India has sent a notice to Pakistan calling for the ‘modification’ of the Indus Waters Treaty owing to Pakistan’s persistent objections regarding India’s Kishenganga (KHEP) and Ratle hydropower projects in Kashmir.
- India and Pakistan signed the IWT in September, 1960 after nine years of negotiations, with the World Bank being a signatory to the pact.
- The treaty sets out a mechanism for cooperation and information exchange between the two sides on the use of the water of the Indus River and its five tributaries Sutlej, Beas, Ravi, Jhelum, and Chenab.
- It allocated the three western rivers—Indus, Chenab and Jhelum—to Pakistan for unrestricted use, barring certain non-consumptive, agricultural and domestic uses by India and the three Eastern rivers—Ravi, Beas and Sutlej—were allocated to India for unrestricted usage.
- This means that 80% of the share of water went to Pakistan, while leaving the rest 20% of water for use by India.
- It also required both the countries to establish a Permanent Indus Commission constituted by permanent commissioners on both sides.
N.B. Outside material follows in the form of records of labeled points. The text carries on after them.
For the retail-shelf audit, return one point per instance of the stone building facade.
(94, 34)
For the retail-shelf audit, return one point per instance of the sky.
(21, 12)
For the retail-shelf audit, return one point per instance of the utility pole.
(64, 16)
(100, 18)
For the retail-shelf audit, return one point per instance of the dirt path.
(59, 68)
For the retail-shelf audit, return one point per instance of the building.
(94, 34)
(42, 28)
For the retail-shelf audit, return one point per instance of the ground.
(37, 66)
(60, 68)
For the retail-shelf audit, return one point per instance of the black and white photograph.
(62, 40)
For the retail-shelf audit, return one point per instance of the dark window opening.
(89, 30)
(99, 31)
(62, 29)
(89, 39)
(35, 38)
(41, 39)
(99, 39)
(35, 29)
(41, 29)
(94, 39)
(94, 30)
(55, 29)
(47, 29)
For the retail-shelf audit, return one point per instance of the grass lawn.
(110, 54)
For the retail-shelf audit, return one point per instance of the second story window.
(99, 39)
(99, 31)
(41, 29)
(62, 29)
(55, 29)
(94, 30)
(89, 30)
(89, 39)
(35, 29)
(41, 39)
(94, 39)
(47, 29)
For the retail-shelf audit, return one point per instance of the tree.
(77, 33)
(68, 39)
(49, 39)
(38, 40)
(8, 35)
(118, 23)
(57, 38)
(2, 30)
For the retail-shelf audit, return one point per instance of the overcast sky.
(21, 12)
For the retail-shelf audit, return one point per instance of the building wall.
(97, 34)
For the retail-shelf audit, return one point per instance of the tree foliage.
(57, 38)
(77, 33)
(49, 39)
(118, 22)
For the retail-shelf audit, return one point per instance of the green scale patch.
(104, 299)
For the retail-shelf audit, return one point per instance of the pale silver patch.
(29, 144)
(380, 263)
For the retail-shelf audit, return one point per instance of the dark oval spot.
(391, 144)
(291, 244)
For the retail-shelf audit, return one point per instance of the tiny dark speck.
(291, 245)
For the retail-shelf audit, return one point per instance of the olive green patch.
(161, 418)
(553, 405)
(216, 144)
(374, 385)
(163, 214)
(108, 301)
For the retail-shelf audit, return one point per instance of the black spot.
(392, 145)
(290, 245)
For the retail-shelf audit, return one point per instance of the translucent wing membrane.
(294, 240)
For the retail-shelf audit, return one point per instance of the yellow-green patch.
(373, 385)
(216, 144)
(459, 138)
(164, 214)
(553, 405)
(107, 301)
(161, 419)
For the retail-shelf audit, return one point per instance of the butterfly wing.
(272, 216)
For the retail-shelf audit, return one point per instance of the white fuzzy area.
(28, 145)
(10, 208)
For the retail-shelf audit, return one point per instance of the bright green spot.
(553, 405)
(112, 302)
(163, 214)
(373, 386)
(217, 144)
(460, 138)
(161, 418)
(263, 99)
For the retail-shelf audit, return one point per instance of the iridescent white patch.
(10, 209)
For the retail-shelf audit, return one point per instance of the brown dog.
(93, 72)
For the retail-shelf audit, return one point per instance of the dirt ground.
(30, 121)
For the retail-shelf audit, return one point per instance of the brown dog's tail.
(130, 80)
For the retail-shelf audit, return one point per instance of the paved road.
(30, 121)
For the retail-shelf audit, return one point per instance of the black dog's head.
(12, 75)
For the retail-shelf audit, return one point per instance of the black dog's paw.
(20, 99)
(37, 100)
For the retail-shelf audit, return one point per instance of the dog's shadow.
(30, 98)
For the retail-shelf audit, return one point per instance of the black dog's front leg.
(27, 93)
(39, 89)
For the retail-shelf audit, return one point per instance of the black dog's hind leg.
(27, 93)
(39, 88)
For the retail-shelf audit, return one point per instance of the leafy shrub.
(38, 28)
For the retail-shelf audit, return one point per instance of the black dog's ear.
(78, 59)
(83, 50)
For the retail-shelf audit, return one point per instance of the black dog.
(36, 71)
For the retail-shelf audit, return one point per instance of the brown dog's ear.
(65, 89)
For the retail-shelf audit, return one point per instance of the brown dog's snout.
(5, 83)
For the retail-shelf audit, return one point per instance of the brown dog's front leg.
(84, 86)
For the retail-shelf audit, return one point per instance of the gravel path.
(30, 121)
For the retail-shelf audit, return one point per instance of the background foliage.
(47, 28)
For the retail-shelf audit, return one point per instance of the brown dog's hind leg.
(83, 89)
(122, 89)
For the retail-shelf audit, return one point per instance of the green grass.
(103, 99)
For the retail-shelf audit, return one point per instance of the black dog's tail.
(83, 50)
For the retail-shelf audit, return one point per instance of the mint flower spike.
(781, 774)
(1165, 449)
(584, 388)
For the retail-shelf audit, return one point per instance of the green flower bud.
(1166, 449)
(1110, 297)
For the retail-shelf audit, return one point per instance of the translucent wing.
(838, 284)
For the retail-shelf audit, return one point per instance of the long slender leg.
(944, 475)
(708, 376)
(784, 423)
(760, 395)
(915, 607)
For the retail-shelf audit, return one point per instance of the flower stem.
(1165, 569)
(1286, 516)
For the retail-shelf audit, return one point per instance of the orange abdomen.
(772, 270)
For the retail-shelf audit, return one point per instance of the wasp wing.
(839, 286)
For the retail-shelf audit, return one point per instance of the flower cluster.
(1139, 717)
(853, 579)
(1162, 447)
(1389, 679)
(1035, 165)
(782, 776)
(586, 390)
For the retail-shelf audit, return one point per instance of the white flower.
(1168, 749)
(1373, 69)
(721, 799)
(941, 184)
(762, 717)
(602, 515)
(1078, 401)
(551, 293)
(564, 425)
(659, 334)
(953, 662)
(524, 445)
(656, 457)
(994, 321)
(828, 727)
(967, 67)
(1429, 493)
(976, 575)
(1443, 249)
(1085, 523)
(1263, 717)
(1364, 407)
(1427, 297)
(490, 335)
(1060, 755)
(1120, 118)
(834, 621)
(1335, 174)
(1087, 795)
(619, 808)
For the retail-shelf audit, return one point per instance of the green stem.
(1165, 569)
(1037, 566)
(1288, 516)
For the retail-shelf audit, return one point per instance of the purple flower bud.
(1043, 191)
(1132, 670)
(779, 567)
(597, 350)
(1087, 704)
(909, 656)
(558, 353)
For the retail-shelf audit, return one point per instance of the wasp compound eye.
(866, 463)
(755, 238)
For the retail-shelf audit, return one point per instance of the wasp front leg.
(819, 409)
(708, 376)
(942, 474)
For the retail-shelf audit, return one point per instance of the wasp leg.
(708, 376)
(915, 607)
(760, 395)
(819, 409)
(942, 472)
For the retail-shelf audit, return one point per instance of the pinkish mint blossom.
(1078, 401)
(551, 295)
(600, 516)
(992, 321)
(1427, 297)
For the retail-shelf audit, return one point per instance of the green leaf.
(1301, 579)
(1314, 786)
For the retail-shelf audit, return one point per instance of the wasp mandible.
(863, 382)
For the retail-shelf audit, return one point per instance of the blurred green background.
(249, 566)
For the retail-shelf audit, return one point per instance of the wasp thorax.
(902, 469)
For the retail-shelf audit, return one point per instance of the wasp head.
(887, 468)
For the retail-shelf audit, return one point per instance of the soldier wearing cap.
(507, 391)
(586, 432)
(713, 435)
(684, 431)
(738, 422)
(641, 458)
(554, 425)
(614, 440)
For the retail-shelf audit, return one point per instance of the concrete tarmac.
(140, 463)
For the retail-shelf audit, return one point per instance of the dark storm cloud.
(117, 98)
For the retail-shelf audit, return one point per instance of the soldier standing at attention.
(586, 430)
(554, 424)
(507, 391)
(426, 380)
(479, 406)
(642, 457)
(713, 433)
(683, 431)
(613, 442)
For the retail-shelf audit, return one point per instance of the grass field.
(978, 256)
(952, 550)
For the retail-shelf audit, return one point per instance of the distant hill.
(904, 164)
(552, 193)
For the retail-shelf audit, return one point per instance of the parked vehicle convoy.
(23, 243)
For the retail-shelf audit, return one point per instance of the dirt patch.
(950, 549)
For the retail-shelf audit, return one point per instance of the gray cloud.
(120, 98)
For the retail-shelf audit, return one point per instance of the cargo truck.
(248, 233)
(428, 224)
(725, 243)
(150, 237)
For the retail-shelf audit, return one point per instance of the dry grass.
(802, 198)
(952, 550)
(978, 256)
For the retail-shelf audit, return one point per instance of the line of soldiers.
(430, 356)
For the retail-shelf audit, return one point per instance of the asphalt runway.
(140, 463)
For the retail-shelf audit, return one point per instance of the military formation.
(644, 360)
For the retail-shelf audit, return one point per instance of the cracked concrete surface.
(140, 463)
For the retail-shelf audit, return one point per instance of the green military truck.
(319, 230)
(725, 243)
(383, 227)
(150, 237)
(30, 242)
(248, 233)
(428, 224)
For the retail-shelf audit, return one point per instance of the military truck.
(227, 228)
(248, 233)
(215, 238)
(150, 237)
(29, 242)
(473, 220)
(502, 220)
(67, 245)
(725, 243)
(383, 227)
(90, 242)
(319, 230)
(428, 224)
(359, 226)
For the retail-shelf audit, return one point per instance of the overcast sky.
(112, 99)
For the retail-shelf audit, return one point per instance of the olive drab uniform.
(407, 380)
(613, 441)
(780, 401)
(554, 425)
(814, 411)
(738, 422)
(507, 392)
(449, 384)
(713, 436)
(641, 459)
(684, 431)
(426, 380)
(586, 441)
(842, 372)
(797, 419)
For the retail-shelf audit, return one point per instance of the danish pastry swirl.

According to the provisions of the IWT, the Permanent Indus Commission is required to meet at least once a year.
What is Kishanganga Hydroelectric Project?
- The Kishanganga project is located 5 km north of Bandipore in Jammu and Kashmir, India.
- It is a run-of-the-river project that includes a 37 m tall concrete-face rock-fill dam.
- It requires to divert water from the Kishanganga River through a tunnel to a power plant in the Jhelum River basin.
- The dispute redressal mechanism provided under the IWT is a graded 3-level mechanism.
- Under the IWT, whenever India plans to start a project, it has to inform Pakistan. The concerns have to be cleared at the levels of the Indus Commissioners → Neutral Expert → Court of Arbitration, in a graded manner.
- India has not fully utilised its rights over the waters of the Indus system.
- Over the last few years, especially since the Uri attack, there has been a growing demand in India to use the IWT as a strategic tool, considering that India has a natural advantage being the upper riparian state. In the aftermath of the Uri attack, Prime Minister Narendra Modi had said, ‘blood & water can’t flow together at the same time.’
- Accordingly, India has been working to start several big and small hydroelectric projects that had either been stalled or were in the planning stages.